A co-evolved peptide-GPCR system senses host entry to drive fungal infection

A successful infection requires pathogens to recognize the specific host environment in order to reprogram their physiology accordingly. One major way in which eukaryotic cells sense their surroundings is via G-Protein Coupled Receptors (GPCRs), which share a seven-transmembrane architecture and G-protein-mediated downstream signaling. While mammalian GPCRs are well-characterized and represent important drug targets, their fungal counterparts remain poorly understood. In the corn pathogen Ustilago maydis , we now uncover a GPCR-based mechanism that allows the fungus to scout the host environment to sense whether it has entered into the plant tissue. During infection, the fungus secretes the protein Pit2, which is cleaved by host apoplastic-cysteine proteases, releasing a peptide ligand ‘hidden’ within Pit2. This ligand activates the fungal GPCR Gpe1 strongly promoting fungal proliferation after initial host penetration. Comparative analyses reveal conservation of the Gpe1/Pit2 system, with co-evolutionary signatures preserving receptor-ligand specificity.
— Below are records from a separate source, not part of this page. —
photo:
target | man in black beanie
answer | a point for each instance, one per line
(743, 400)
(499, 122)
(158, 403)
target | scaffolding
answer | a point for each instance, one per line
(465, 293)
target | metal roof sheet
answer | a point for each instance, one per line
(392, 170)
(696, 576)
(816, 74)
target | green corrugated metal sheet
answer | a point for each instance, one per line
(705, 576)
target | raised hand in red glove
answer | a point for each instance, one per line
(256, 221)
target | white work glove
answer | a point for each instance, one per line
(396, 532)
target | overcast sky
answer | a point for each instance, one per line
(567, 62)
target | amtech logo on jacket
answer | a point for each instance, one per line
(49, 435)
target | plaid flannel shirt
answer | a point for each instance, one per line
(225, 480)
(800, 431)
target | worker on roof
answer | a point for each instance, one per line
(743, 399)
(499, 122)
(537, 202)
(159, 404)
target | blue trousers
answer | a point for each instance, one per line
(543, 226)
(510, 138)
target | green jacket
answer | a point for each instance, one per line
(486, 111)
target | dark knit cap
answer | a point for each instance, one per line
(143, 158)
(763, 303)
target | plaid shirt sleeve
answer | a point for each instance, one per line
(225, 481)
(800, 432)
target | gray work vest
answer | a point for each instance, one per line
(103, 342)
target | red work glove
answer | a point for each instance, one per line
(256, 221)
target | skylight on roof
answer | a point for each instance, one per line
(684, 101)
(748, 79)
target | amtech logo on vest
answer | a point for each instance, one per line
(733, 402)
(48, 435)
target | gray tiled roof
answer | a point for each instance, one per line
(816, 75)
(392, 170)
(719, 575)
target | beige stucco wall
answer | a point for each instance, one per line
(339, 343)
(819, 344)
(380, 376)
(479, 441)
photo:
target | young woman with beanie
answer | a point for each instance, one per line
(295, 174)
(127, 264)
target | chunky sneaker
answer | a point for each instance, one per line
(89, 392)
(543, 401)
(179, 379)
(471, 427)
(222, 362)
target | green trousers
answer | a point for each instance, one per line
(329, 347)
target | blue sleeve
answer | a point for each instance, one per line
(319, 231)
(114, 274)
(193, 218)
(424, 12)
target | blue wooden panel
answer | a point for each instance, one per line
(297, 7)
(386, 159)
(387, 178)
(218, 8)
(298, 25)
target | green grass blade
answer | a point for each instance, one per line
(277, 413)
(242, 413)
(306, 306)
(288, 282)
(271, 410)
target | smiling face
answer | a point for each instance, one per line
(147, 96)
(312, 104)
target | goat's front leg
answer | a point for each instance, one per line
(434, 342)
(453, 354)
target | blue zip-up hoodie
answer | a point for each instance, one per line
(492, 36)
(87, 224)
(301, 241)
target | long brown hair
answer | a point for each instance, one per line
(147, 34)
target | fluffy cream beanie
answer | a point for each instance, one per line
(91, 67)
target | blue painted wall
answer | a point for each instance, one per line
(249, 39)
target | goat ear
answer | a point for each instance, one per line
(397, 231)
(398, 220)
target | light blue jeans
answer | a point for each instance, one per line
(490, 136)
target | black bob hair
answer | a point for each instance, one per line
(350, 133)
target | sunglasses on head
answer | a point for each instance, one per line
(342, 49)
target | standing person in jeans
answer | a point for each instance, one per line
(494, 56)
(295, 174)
Furthermore, this GPCR system recognizing ‘hidden’ peptide ligands shows conceptual similarities to the fungal pheromone mating system, without sharing sequence similarity. Our findings reveal a co-evolved mechanism between fungus and host that encodes environmental context into a protein scaffold, establishing a novel paradigm for host-dependent signaling with implications for inter-organismic communication.